Слово «абсолют» как-то притупило логический анализ услышанного, и Краух, как заправский выпивоха, махнул рукой. – А-а, давай!
На столе тут же появилась пузатая бутылка с не совсем прозрачной жидкостью. Волин проворно наполнил две рюмки, а бутылку поставил рядом с пакетом апельсинового сока.
– Ну что, камрад. – Морпех поднял свою рюмку и на правах гостеприимного хозяина провозгласил: – Дружба, френдшип.
Ганс взял предложенную рюмку.
– Всегда мы вместе, ГДР и Советский Союз. – Неожиданно процитировал вслух слова из песни о канувших в Лету двух державах.
Как-то само собой получилось, что выпили не чокаясь, как за покойников.
В следующее мгновение в изнеженном благородными напитками желудке немца вспыхнуло адское пламя, а глаза поневоле полезли из орбит. Ганс Краух, к своему ужасу, понял: его отравили…
Следствие ведет…
От монитора в глазах прыгали цветные звездочки. Глеб Кольцов устало откинулся на спинку кресла и, закинув за голову руки, до хруста в суставах потянулся.
Шесть часов работы за компьютером его изрядно вымотали, хотя задание он себе поставил несложное. Найти слабое звено среди тех, кто был осведомлен (хотя бы косвенно) о деловых отношениях между Кутеповым и Краухом.
Таких было немного, всего около двух дюжин, начиная от охранников и секретарши и до заместителей по финансам и экономике. У Николая Ильича, как бывшего гэбэшника, в отношении кадров все было четко, на каждого сотрудника полное досье, в которое было внесено все – от биографии до личных качеств и пороков. Изучая эти «личные дела», частный детектив пытался отыскать наиболее подходящую кандидатуру для «слабого звена». Но с ходу ничего не выходило.

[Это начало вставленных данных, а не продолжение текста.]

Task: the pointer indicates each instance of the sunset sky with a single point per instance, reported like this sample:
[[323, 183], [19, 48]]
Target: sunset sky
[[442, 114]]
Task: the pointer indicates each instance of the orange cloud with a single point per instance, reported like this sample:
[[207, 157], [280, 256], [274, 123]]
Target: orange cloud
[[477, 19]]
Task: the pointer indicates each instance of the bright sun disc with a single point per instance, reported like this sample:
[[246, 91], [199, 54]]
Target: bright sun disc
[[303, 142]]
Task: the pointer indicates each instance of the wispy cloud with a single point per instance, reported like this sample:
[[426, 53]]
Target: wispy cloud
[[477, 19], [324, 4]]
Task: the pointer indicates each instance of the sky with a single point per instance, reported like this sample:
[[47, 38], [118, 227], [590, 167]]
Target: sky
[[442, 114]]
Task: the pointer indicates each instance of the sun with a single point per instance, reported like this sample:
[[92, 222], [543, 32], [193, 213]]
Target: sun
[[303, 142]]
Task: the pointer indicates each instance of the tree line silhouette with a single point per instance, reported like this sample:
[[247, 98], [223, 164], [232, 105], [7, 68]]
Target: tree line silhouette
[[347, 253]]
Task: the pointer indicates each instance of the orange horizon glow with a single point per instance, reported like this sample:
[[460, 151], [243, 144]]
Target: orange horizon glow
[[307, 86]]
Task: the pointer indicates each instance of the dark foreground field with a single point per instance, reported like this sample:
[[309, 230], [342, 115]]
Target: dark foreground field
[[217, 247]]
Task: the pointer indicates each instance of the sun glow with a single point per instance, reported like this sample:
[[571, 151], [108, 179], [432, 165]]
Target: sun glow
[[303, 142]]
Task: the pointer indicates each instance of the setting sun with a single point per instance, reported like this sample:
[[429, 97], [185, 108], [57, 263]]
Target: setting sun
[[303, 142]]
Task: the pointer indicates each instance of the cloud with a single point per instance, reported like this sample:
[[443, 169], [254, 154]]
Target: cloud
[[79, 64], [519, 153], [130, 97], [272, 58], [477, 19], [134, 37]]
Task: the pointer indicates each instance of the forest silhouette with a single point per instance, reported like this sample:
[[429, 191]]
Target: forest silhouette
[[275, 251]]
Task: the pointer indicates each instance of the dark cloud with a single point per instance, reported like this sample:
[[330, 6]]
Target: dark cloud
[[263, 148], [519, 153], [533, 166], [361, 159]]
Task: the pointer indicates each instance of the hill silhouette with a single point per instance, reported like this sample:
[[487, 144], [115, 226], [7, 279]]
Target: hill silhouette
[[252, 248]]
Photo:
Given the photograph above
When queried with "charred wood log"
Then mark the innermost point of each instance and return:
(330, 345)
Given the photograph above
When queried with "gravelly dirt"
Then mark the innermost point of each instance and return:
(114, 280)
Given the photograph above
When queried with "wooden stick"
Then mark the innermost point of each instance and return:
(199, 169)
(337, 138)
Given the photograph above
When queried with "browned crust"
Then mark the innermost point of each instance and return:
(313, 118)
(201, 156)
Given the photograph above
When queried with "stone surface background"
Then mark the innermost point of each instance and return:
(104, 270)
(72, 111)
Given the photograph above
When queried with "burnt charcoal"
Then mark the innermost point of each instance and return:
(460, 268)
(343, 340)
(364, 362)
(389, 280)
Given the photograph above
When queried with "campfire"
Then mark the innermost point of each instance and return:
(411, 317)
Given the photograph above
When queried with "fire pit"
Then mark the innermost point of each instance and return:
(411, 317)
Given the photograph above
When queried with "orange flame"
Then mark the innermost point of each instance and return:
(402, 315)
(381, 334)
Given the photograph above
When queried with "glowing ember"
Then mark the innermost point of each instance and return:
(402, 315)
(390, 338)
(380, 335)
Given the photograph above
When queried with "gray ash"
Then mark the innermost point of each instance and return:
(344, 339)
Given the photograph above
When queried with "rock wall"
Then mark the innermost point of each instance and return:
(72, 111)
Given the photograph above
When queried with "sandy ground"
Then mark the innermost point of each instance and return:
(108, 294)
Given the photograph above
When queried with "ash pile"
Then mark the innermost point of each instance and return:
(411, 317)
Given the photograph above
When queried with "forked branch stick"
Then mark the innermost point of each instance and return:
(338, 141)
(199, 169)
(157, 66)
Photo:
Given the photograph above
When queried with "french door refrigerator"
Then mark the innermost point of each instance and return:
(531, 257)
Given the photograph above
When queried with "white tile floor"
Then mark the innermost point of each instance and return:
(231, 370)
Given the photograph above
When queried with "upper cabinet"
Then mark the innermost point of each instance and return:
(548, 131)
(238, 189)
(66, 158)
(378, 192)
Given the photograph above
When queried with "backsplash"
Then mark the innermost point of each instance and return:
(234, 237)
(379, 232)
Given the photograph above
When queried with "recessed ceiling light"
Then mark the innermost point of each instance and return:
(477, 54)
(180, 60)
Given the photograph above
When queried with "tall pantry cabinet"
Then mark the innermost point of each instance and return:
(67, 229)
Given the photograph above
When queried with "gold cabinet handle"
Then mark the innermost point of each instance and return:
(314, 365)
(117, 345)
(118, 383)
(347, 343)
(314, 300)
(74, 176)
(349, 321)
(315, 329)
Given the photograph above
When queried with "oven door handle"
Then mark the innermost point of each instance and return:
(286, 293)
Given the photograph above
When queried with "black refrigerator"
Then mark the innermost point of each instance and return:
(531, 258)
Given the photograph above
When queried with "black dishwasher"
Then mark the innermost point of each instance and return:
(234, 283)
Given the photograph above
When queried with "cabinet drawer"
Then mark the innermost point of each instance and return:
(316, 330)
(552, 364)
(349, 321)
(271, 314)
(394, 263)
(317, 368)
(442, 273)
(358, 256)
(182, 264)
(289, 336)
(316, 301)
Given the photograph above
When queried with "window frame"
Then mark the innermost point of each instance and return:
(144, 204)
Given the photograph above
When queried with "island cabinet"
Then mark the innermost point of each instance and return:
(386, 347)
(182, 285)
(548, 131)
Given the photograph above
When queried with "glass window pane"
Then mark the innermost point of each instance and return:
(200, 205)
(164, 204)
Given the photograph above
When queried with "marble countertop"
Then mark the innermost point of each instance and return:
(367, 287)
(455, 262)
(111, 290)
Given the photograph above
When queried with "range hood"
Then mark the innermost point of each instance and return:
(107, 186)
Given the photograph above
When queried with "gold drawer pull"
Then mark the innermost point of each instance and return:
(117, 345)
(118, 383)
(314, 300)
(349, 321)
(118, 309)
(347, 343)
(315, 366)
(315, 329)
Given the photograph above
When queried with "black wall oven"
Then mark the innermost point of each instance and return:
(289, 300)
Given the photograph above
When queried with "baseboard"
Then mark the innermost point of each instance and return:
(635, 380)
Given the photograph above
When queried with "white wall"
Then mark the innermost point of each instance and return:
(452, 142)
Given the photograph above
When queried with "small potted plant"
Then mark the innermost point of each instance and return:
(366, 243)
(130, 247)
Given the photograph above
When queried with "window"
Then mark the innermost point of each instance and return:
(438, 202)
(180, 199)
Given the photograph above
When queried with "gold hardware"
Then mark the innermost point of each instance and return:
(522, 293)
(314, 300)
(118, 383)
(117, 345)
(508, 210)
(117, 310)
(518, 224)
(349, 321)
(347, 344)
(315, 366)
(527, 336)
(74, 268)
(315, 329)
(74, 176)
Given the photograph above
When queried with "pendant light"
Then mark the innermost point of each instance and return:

Наиболее подходящим на роль Иуды был Валентин Валентинович Наткевич, юрист, возглавлявший московский филиал РЮШ. Хотя филиал существовал только на бумаге, на самом деле юридическая компания выступала в роли посредника, когда необходимо было вести приватные переговоры с сильными мира сего. Глеб по профилю своей работы неплохо знал психологию юристов, по его твердому убеждению, все они были «адвокатами дьявола» и вопрос предательства был в величине цены. Наткевич был просто лакомым кандидатом в предатели. Только детектив был профессионалом и не мог себе позволить такой роскоши, как эмоции. В данном случае бал вершили логика и факты, а они были неумолимы. Наткевич узнал о существовании Ганса Крауха за три часа до прилета ангольского лайнера (причем инструкция от Кутепова была краткой – имя, фамилия, также распоряжение встретить и препроводить в Питер). За такой короткий срок план не придумаешь и не подготовишь, не говоря уже о том, чтобы навести о фигуранте справки.
«Значит, Валентин Валентинович, пятьдесят восьмого года рождения. Беспартийный. Не судим. Не наш ты клиент», – рассматривая упитанную физиономию с вздернутым носом и хитрыми глазами, подумал частный детектив.
Следующими на очереди были телохранители Николая Ильича – Антон и Дима – оба закончили Рязанское десантное, служили в разведке ВДВ, успели побывать почти во всех горячих точках бывшего СССР. Потом в Приднестровье направили свои стопы в качестве личной гвардии генерала Лебедя. После Хасавюртовского сговора о своем бывшем начальнике выражались лишь сплошной ненормативной лексикой. «Эти ни предать, ни работать втихую на себя не станут, не то воспитание». Такую публику Кольцов также знал неплохо по войне в Афганистане и Нагорном Карабахе.
После телохранителей шла секретарь-референт Нонна Веслова. Типичная серая мышь, променявшая ученую степень в пыльном архиве на светлую приемную перед хозяйским кабинетом. Такие, как правило, тайно влюблены в своего шефа и не способны на предательство.